Why would FERC add an express requirement of INSM in the Reliability Standards?
Currently, the CIP Reliability Standards rely primarily on network perimeter defense and network security monitoring for electronic access points in high- and medium-impact bulk electric systems at control centers. In the NOPR, FERC points out that “[g]iven the increased sophistication of cyberattacks, relying on network perimeter defense and other existing controls leaves trust zones vulnerable.” Even when electronic access points are monitored, the networked environment remains vulnerable to cyber threats, such as insider threats and attacks conducted by infiltrating a trusted vendor or trusted system (e.g., the SolarWinds attack). INSM gathers intelligence and helps monitor for threats that somehow have made it past the perimeter controls and are poised to launch an attack from within the network.
What does this mean and for whom?
The proposed security measures may require the implementation of additional security measures which, as always, come at both monetary and operational costs. As such, FERC recognizes that regulations of this nature need to consider not only potential benefits and security objectives but also the costs, technical barriers, and any other potential challenges that may arise when responsible entities are trying to comply with the security measures.
The NOPR focus is on high- and medium-impact bulk electric systems. However, FERC is also seeking comments on the usefulness and practicality of implementing INSM in low-impact bulk electric systems and is open to broadening its directive in the final rule change to include low-impact bulk electric systems if the idea receives support in the filed comments.
Accordingly, those responsible for high-, medium-, or low-impact bulk electric systems should consider this opportunity to provide FERC with input on the practicality and efficacy of proposed requirements by submitting comments in response to the NOPR.
For those not familiar, FERC, along with provincial governments in Canada, has designated NERC as the electric reliability organization pursuant to section 215 of the Federal Power Act.

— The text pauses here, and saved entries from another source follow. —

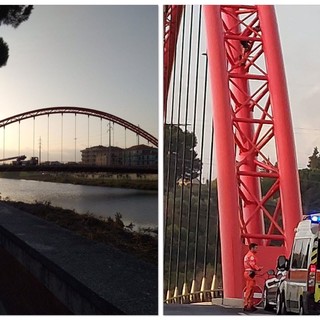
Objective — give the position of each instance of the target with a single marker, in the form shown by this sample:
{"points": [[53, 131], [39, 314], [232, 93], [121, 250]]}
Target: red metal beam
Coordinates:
{"points": [[85, 111]]}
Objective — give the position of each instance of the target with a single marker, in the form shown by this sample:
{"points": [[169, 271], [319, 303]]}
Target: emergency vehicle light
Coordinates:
{"points": [[313, 218]]}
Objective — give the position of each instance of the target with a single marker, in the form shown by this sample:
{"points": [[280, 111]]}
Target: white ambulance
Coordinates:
{"points": [[299, 291]]}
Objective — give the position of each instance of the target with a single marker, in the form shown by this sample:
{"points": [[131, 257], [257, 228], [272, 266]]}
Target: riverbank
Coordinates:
{"points": [[110, 230], [140, 182]]}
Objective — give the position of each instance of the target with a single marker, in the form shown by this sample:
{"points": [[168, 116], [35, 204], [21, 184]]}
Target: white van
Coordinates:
{"points": [[299, 291]]}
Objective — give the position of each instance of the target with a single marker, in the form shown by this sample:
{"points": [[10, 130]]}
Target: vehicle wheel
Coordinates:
{"points": [[266, 305], [281, 306]]}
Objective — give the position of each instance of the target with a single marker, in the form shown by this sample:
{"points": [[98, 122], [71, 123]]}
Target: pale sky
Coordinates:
{"points": [[99, 57], [299, 27]]}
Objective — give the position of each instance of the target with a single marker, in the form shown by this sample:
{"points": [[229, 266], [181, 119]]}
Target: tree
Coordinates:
{"points": [[14, 16], [176, 144]]}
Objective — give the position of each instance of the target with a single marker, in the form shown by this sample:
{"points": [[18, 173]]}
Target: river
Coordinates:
{"points": [[137, 206]]}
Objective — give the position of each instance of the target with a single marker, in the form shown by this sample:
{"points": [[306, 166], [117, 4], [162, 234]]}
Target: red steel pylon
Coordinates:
{"points": [[251, 117]]}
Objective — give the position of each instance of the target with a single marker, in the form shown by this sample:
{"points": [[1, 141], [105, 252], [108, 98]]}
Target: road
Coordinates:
{"points": [[209, 309]]}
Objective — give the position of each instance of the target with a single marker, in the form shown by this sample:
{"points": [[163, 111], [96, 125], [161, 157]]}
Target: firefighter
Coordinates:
{"points": [[250, 269]]}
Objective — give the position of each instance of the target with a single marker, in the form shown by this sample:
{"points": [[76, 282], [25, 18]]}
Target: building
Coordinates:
{"points": [[135, 156], [141, 155]]}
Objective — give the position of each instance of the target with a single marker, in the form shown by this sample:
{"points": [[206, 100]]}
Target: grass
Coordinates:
{"points": [[110, 230]]}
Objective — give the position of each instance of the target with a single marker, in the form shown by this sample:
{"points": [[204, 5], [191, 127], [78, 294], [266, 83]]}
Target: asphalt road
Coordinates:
{"points": [[209, 309]]}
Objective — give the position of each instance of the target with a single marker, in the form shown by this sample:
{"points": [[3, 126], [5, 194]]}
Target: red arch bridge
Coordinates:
{"points": [[111, 121], [225, 87]]}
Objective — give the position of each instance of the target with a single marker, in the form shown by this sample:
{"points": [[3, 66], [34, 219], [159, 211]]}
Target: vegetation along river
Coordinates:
{"points": [[137, 206]]}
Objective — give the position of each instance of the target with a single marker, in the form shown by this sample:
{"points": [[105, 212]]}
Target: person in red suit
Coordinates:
{"points": [[250, 269]]}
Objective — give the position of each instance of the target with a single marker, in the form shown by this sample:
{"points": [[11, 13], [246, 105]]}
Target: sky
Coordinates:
{"points": [[100, 57], [299, 28]]}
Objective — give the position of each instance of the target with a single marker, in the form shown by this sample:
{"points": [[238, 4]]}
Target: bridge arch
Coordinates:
{"points": [[79, 110]]}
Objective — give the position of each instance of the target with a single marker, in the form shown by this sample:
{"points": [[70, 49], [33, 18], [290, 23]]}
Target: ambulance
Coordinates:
{"points": [[299, 291]]}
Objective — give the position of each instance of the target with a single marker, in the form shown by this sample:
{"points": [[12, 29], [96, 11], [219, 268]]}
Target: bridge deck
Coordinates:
{"points": [[114, 281]]}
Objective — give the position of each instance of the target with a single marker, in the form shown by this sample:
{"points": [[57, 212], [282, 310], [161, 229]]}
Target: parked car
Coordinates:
{"points": [[271, 287]]}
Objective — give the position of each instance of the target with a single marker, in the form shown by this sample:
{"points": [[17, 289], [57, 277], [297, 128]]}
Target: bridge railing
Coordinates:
{"points": [[198, 296]]}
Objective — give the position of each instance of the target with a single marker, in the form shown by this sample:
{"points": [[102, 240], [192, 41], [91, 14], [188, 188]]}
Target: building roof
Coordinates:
{"points": [[141, 147]]}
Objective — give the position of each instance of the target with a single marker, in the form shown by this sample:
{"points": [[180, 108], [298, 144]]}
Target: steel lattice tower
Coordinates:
{"points": [[251, 113]]}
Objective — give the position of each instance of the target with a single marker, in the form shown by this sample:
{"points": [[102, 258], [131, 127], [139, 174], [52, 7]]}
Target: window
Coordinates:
{"points": [[300, 253]]}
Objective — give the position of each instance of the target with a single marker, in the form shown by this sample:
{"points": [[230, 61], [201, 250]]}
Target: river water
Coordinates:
{"points": [[137, 206]]}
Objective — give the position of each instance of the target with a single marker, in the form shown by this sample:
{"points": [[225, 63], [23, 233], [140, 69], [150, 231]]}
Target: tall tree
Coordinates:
{"points": [[13, 16], [314, 159], [180, 154]]}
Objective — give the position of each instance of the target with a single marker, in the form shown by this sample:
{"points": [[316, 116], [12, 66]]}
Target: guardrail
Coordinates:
{"points": [[198, 296]]}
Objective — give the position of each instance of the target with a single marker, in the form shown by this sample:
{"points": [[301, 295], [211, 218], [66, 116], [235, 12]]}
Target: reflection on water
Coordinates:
{"points": [[137, 206]]}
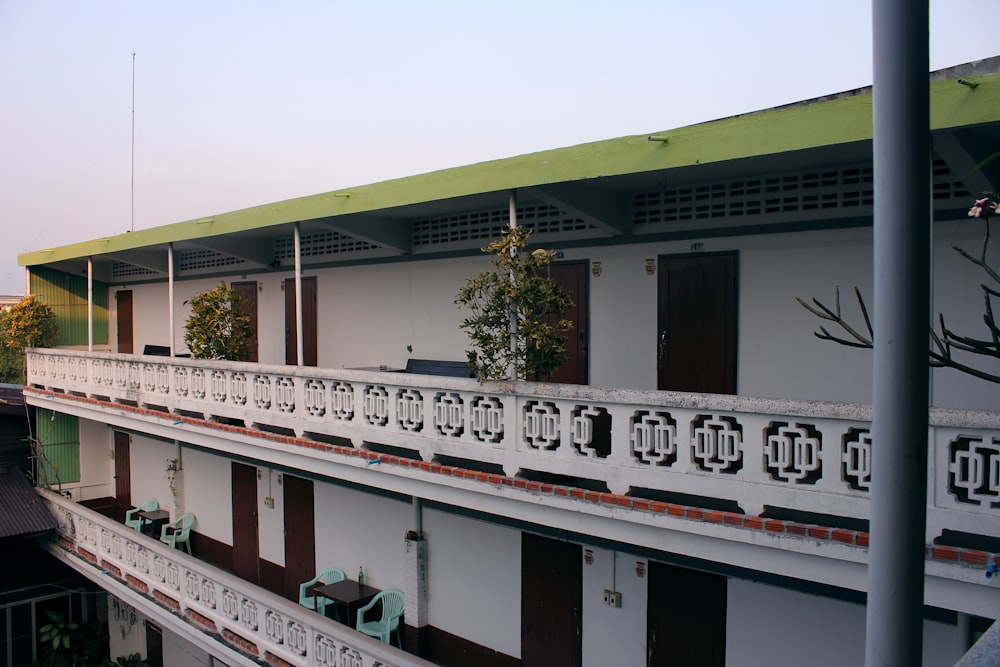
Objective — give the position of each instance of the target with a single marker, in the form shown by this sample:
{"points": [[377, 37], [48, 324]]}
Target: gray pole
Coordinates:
{"points": [[901, 117]]}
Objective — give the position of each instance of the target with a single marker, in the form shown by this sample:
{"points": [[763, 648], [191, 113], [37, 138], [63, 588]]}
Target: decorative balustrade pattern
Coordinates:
{"points": [[277, 626], [812, 457]]}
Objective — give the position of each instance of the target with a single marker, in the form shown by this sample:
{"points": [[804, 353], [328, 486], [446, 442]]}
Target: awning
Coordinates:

NERC has regulatory authority within North America to “assure the effective and efficient reduction of risks to the reliability and security” of the energy grid and is charged with developing reliability standards that are approved by FERC. The CIP Reliability Standards are created and enforced by NERC and are designed to mitigate the cybersecurity risks to bulk electric system facilities, systems, and equipment, which, if destroyed, degraded, or otherwise rendered unavailable because of a cybersecurity incident, would affect the reliable operation of bulk electric systems.
Comments on the FERC-proposed directive are due on March 28, 2022.